Based on direct documented experience: the charm disappears. The blocking begins. The denials follow.

And this is not the only account of this pattern.

A former RuntimeRec employee — a talent sourcer — left the following Glassdoor review:

"Toxic Environment"

"Work was stressful every day with micromanaging. If there were no new hires, they blame that you weren't doing a good job. They also didn't care about serious personal problems or things you couldn't avoid. The CEO has trust issues. They ended my contract without any formal meeting or hearing my side of the story. It was not a good place to work."

Advice to Management: "Loosen up."

Key lines from that review:

  • "The CEO has trust issues."

  • "They ended my contract without any formal meeting or hearing my side of the story."

Sound familiar?

This is not an isolated incident. This is a pattern. Charming to clients. Disposable treatment for everyone else — partners, referral sources, and internal team members alike.

The Irony That Writes Itself

Lance Harvie runs a recruitment agency. His entire livelihood depends on companies trusting him to source talent — and paying him for that service. That is how recruitment works. A candidate is found. An introduction is made. The fee is paid.

Yet when someone did exactly that for him — sourced a candidate, made a formal introduction, and agreed a referral fee — he hired the person and refused to pay.

A recruiter who doesn't pay his own recruitment fees.

The hypocrisy is not subtle. It is structural.

If this is how he treats someone who helped him hire, the question every potential client should ask is: what does the rest of the operation look like when no one is watching?

The Glassdoor review answers that question.

What He Asked For

In his Reddit response, Lance wrote :

"Where is the evidence of an introduction? Where is the email? Where is the resume? Where is any documentation of a referral? There is none, because it never happened."

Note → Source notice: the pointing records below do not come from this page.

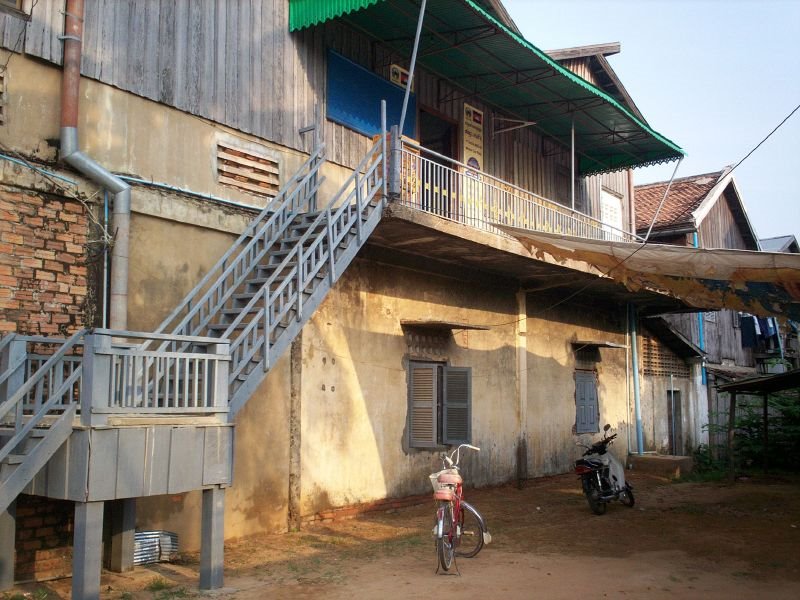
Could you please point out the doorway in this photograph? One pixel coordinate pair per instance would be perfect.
(675, 419)
(439, 176)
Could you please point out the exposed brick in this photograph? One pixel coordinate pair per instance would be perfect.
(45, 276)
(11, 238)
(55, 245)
(34, 263)
(46, 254)
(34, 221)
(55, 266)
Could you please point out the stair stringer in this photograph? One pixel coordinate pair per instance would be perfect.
(32, 462)
(287, 336)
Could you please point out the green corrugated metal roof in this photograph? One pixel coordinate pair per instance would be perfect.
(467, 46)
(305, 13)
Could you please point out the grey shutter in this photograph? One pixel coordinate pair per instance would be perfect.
(457, 405)
(422, 418)
(586, 405)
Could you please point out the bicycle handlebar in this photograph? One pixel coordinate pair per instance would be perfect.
(449, 459)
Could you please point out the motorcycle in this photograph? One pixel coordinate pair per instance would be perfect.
(602, 475)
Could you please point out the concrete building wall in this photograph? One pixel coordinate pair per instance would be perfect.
(551, 379)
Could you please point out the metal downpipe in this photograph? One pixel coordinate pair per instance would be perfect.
(70, 154)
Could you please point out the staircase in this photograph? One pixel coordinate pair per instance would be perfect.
(257, 298)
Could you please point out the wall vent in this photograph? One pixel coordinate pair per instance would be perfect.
(660, 361)
(247, 168)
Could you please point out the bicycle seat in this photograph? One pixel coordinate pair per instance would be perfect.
(444, 494)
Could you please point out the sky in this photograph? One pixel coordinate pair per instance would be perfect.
(713, 76)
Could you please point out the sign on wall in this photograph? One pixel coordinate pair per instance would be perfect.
(473, 137)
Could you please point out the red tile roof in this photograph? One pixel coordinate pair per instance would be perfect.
(684, 197)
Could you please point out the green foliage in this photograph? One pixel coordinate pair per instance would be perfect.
(778, 450)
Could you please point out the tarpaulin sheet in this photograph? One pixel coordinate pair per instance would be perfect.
(760, 283)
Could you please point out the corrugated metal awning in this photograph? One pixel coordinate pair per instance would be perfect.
(465, 45)
(760, 283)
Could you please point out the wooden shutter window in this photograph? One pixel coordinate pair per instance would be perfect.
(422, 421)
(247, 170)
(457, 405)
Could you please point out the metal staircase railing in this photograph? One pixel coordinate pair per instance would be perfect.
(97, 374)
(259, 295)
(48, 397)
(194, 314)
(297, 281)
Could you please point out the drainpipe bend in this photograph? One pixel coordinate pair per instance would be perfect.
(70, 154)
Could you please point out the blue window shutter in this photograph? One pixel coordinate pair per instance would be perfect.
(457, 405)
(587, 408)
(423, 422)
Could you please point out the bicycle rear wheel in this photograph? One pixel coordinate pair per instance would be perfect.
(471, 538)
(444, 544)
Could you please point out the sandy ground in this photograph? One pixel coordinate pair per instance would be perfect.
(681, 540)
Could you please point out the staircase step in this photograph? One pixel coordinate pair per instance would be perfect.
(14, 459)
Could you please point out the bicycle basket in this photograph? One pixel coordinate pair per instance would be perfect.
(437, 485)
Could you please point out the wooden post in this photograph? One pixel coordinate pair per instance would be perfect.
(211, 539)
(766, 431)
(8, 534)
(86, 555)
(731, 429)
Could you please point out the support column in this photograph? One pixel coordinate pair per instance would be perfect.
(731, 433)
(637, 406)
(123, 527)
(522, 386)
(8, 534)
(295, 430)
(86, 553)
(212, 536)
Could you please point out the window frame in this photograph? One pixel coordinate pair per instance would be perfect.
(443, 394)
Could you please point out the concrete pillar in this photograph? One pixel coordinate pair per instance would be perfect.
(86, 553)
(8, 533)
(295, 431)
(123, 527)
(211, 539)
(522, 386)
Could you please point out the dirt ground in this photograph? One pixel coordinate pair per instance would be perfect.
(684, 540)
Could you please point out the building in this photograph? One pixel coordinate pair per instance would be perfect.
(277, 295)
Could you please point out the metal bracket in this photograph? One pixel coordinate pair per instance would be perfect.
(519, 124)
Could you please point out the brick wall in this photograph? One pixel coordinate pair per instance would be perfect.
(43, 279)
(44, 538)
(43, 291)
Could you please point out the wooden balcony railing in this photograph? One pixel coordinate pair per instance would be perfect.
(440, 185)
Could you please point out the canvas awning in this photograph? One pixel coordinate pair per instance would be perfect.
(760, 283)
(465, 45)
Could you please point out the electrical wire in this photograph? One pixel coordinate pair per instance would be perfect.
(646, 242)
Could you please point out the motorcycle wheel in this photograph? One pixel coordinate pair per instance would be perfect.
(626, 497)
(593, 498)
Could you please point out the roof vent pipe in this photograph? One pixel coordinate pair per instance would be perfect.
(121, 214)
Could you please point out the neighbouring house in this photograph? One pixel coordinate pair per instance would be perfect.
(233, 305)
(701, 211)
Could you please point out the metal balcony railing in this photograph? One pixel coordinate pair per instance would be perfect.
(442, 186)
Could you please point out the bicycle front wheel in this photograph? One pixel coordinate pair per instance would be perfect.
(444, 544)
(471, 525)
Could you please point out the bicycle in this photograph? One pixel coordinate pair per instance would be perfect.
(460, 530)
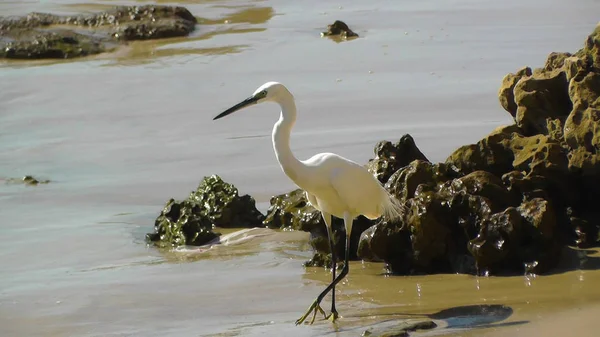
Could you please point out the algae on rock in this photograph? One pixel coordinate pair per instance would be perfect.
(43, 35)
(214, 203)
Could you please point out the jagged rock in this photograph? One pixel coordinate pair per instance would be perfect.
(518, 239)
(538, 97)
(582, 127)
(391, 157)
(506, 95)
(214, 203)
(43, 35)
(405, 181)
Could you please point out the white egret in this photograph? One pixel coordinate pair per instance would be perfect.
(334, 185)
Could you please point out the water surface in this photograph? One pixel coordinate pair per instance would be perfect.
(120, 134)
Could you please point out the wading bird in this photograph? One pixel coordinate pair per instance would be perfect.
(334, 185)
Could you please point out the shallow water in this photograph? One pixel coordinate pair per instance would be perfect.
(119, 134)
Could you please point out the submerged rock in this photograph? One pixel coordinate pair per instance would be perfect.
(340, 29)
(508, 203)
(214, 203)
(27, 180)
(390, 157)
(42, 35)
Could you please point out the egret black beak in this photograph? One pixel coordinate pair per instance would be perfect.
(248, 101)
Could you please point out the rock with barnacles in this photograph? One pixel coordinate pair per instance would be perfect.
(44, 36)
(511, 202)
(214, 203)
(390, 157)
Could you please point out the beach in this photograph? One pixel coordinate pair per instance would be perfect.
(119, 134)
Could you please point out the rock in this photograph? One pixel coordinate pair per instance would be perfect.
(181, 223)
(38, 36)
(27, 180)
(582, 127)
(215, 203)
(538, 97)
(403, 328)
(339, 28)
(506, 95)
(556, 61)
(586, 228)
(488, 186)
(391, 157)
(45, 45)
(292, 211)
(492, 154)
(404, 182)
(519, 239)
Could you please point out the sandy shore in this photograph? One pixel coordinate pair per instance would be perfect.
(119, 135)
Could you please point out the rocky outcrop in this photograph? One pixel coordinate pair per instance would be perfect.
(214, 203)
(42, 35)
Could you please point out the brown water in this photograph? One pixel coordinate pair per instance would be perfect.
(119, 134)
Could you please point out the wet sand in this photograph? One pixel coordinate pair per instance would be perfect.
(119, 134)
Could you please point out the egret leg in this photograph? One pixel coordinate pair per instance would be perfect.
(334, 314)
(316, 304)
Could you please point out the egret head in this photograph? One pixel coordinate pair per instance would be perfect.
(269, 91)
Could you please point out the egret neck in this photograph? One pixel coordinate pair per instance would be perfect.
(281, 138)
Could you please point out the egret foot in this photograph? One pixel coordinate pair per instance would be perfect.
(313, 308)
(333, 316)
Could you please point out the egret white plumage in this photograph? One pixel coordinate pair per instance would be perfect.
(334, 185)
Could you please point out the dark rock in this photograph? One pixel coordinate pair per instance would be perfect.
(492, 154)
(519, 239)
(404, 182)
(27, 180)
(391, 157)
(403, 328)
(35, 37)
(339, 28)
(215, 203)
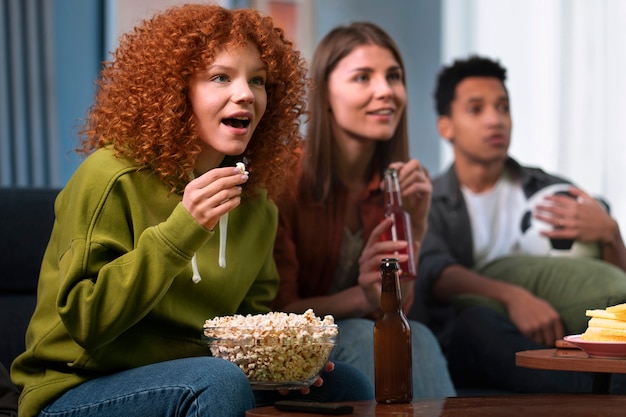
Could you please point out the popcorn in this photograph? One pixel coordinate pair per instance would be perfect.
(274, 349)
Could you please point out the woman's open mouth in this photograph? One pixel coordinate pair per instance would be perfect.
(237, 122)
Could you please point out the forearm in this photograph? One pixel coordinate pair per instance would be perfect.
(613, 249)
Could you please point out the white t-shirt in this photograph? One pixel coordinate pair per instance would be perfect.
(495, 219)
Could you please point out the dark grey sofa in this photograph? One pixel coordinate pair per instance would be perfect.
(26, 218)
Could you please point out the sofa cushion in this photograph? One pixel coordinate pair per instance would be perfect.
(26, 219)
(570, 285)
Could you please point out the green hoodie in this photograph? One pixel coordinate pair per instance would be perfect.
(115, 288)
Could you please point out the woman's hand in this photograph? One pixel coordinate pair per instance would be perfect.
(416, 194)
(373, 253)
(213, 194)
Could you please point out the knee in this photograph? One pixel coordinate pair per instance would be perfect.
(218, 381)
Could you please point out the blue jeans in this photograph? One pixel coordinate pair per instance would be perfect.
(203, 386)
(430, 371)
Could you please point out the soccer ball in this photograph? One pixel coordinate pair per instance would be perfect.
(531, 241)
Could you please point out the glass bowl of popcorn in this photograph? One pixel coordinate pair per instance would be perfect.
(275, 350)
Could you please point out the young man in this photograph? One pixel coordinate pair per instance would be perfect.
(473, 231)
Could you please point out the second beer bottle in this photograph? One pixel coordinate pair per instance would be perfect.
(393, 364)
(401, 227)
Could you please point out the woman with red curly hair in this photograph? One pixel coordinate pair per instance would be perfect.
(140, 255)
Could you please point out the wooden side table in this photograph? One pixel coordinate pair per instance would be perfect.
(519, 405)
(573, 360)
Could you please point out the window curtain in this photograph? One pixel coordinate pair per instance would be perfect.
(566, 65)
(27, 113)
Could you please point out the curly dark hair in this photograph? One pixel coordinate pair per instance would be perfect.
(449, 77)
(142, 107)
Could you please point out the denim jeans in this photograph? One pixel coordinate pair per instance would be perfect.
(197, 387)
(430, 371)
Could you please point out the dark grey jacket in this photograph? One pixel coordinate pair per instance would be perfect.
(448, 240)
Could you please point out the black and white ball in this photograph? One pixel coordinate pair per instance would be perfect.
(532, 242)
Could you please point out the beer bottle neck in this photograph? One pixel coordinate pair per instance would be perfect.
(393, 196)
(390, 298)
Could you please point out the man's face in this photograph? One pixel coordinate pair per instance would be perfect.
(479, 125)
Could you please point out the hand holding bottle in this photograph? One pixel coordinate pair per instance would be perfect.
(416, 189)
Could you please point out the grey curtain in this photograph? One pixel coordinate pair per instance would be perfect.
(28, 142)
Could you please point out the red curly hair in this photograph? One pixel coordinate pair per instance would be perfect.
(142, 107)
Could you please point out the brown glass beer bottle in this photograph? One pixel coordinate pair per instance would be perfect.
(393, 368)
(401, 227)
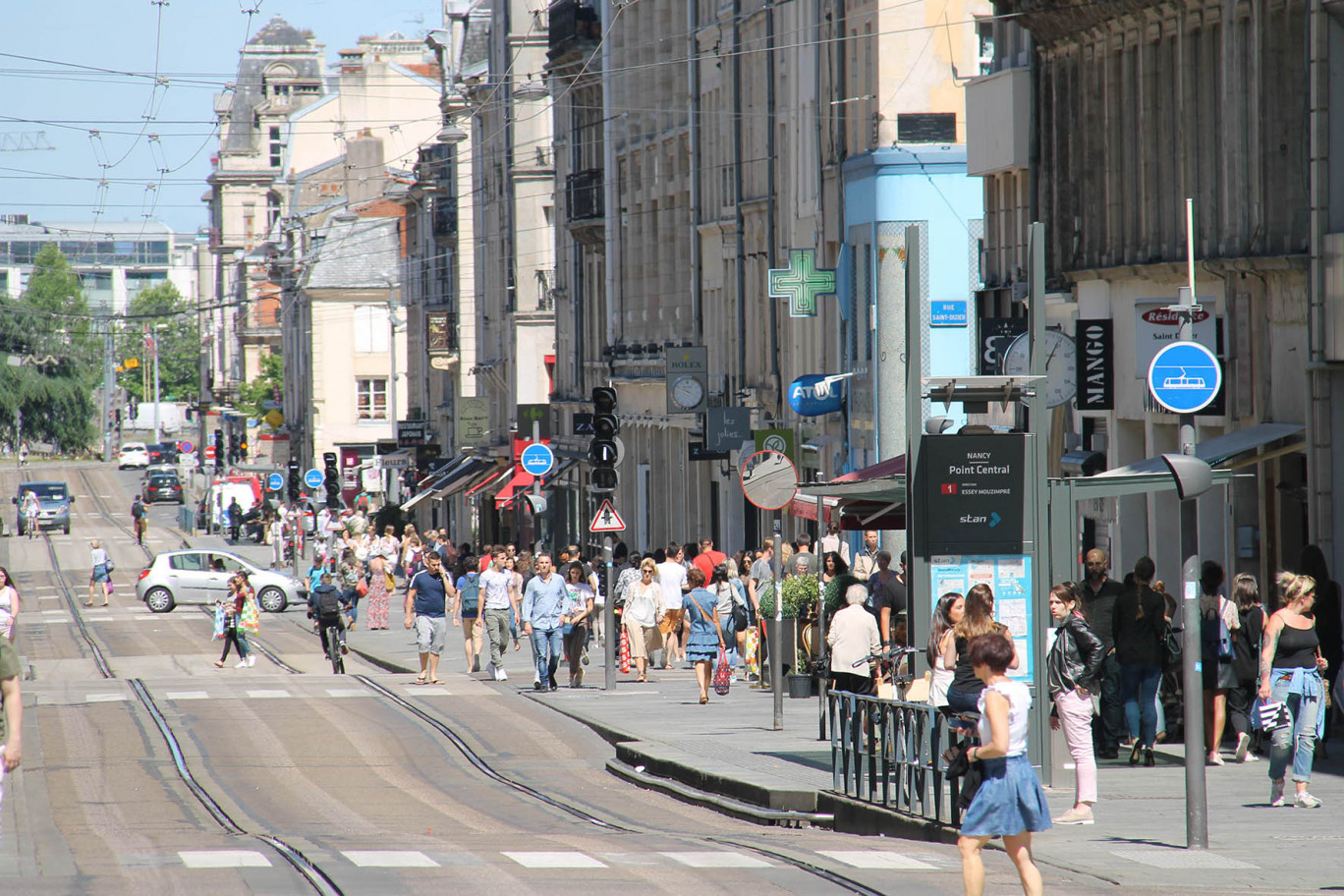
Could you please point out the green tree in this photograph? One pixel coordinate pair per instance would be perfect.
(179, 344)
(267, 386)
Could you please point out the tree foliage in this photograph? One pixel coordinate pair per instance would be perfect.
(53, 351)
(266, 387)
(179, 344)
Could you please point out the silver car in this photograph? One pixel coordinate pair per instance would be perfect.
(201, 577)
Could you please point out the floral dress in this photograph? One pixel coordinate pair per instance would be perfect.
(376, 596)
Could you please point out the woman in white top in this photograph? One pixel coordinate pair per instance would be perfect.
(1010, 802)
(950, 607)
(8, 604)
(642, 617)
(101, 577)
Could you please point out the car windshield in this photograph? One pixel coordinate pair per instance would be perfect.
(47, 490)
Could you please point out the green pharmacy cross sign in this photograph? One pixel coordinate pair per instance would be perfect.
(802, 282)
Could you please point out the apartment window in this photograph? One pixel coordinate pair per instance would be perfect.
(371, 398)
(371, 328)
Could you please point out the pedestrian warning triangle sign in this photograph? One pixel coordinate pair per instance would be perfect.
(606, 519)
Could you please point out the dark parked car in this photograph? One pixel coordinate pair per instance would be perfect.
(161, 486)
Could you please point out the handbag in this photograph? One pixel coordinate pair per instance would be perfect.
(722, 673)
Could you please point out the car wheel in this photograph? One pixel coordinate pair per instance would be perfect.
(159, 600)
(272, 599)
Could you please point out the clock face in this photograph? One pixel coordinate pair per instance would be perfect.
(1061, 364)
(687, 392)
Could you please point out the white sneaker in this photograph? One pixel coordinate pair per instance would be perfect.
(1307, 801)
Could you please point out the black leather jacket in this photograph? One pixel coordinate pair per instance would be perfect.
(1076, 657)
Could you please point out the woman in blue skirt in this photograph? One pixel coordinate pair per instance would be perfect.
(1010, 802)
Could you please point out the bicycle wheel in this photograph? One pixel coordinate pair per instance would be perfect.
(333, 649)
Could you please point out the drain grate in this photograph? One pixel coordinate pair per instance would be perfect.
(1180, 859)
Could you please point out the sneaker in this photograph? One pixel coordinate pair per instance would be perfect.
(1077, 815)
(1275, 793)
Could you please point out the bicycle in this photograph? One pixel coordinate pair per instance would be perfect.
(335, 647)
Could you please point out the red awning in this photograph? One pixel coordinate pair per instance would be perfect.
(521, 481)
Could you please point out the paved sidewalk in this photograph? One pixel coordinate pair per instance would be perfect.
(730, 747)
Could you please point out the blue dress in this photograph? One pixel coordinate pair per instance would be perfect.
(703, 643)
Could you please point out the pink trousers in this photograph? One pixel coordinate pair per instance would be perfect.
(1076, 719)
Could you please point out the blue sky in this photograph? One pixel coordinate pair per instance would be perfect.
(196, 44)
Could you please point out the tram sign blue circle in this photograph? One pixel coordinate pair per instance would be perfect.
(1184, 377)
(537, 458)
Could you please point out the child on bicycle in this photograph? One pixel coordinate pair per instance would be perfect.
(324, 604)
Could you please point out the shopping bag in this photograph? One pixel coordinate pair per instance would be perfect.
(753, 650)
(252, 617)
(722, 673)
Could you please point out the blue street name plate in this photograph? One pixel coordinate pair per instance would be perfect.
(1184, 377)
(948, 313)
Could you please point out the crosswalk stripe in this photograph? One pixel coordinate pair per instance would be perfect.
(389, 859)
(555, 860)
(716, 859)
(222, 859)
(872, 859)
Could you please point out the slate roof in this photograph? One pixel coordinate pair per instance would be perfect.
(362, 254)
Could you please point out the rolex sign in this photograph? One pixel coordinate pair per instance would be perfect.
(816, 395)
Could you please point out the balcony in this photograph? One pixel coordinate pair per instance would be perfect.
(570, 22)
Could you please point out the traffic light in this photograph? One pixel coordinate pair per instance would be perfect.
(602, 450)
(332, 473)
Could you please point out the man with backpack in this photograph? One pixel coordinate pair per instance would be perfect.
(325, 607)
(468, 610)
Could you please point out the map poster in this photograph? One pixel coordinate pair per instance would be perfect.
(1008, 575)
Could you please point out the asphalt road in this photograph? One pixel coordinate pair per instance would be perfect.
(355, 774)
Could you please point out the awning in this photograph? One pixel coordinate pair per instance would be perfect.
(519, 481)
(1226, 449)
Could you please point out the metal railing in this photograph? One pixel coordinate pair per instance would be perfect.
(888, 753)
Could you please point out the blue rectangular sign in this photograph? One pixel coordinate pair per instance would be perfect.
(948, 313)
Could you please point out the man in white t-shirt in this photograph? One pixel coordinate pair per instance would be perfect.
(674, 584)
(499, 594)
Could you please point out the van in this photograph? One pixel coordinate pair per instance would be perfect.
(54, 503)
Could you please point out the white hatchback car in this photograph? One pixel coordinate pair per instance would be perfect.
(132, 454)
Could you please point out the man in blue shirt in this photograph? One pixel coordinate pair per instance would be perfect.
(426, 610)
(543, 606)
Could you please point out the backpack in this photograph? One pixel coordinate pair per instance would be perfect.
(470, 592)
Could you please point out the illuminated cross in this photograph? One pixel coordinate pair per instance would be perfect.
(802, 282)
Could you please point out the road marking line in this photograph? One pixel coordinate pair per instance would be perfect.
(869, 859)
(716, 859)
(555, 860)
(222, 859)
(389, 859)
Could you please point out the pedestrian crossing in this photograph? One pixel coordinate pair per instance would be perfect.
(576, 860)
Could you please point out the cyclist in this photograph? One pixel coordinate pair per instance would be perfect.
(138, 516)
(324, 606)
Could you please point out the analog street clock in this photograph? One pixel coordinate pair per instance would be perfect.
(1061, 364)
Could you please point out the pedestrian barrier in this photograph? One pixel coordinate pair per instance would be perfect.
(888, 753)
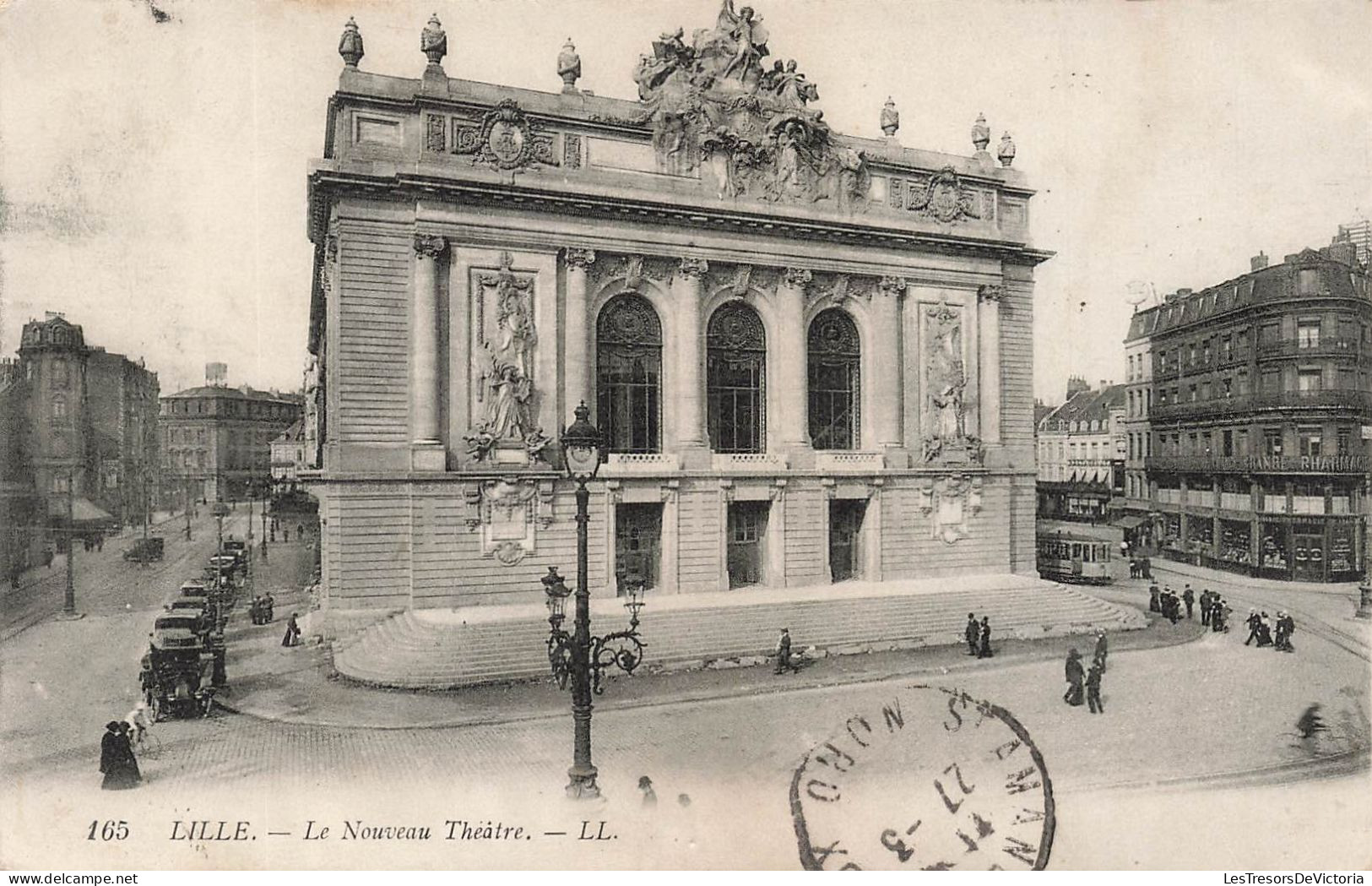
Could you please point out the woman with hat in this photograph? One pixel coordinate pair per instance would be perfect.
(117, 760)
(1076, 674)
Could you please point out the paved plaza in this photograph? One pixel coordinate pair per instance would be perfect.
(1185, 709)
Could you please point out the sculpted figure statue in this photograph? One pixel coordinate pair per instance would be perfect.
(750, 40)
(509, 404)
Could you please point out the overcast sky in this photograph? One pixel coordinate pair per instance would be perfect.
(154, 171)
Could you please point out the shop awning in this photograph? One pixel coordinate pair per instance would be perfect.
(84, 512)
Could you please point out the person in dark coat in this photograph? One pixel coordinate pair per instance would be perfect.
(972, 633)
(1102, 649)
(1075, 674)
(1286, 627)
(784, 653)
(292, 633)
(117, 760)
(1093, 688)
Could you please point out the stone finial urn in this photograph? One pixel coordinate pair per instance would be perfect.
(889, 118)
(1006, 154)
(350, 44)
(434, 41)
(980, 133)
(568, 66)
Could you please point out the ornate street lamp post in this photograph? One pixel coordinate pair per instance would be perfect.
(581, 657)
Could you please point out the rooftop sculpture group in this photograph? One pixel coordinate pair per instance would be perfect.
(713, 101)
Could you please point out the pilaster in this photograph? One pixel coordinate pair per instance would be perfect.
(689, 410)
(789, 351)
(577, 347)
(424, 373)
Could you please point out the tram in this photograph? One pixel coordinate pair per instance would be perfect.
(1068, 557)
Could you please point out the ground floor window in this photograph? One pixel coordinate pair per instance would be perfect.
(638, 535)
(1235, 541)
(1342, 557)
(1272, 549)
(746, 539)
(845, 535)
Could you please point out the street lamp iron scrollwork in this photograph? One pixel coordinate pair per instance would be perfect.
(577, 657)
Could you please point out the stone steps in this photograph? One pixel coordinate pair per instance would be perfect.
(409, 650)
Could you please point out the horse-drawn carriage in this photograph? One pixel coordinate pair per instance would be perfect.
(177, 677)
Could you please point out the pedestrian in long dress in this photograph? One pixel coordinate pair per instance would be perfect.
(1075, 674)
(1093, 690)
(984, 652)
(1102, 649)
(292, 633)
(117, 760)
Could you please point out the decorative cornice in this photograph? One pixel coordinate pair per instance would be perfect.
(578, 257)
(991, 292)
(695, 268)
(430, 246)
(893, 285)
(729, 220)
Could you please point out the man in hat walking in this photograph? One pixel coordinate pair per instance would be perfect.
(784, 653)
(1093, 688)
(1076, 675)
(972, 633)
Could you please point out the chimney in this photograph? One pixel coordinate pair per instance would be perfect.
(1342, 251)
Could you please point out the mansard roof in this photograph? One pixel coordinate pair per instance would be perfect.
(1277, 283)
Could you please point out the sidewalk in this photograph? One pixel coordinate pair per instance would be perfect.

The email introduction: published.
The voice introduction: published.
His own voice confirming the fee: published.
The full archive: published.

He asked where the evidence was. It was already online — months before he asked. He either didn't check, or he assumed no one else would.

People who operate this way rely on one assumption: that the person they burned will stay quiet, move on, and let the record disappear. That is how the pattern repeats. That is how the next founder, the next referral partner, the next internal hire gets the same treatment.

This is the record. It is not going anywhere.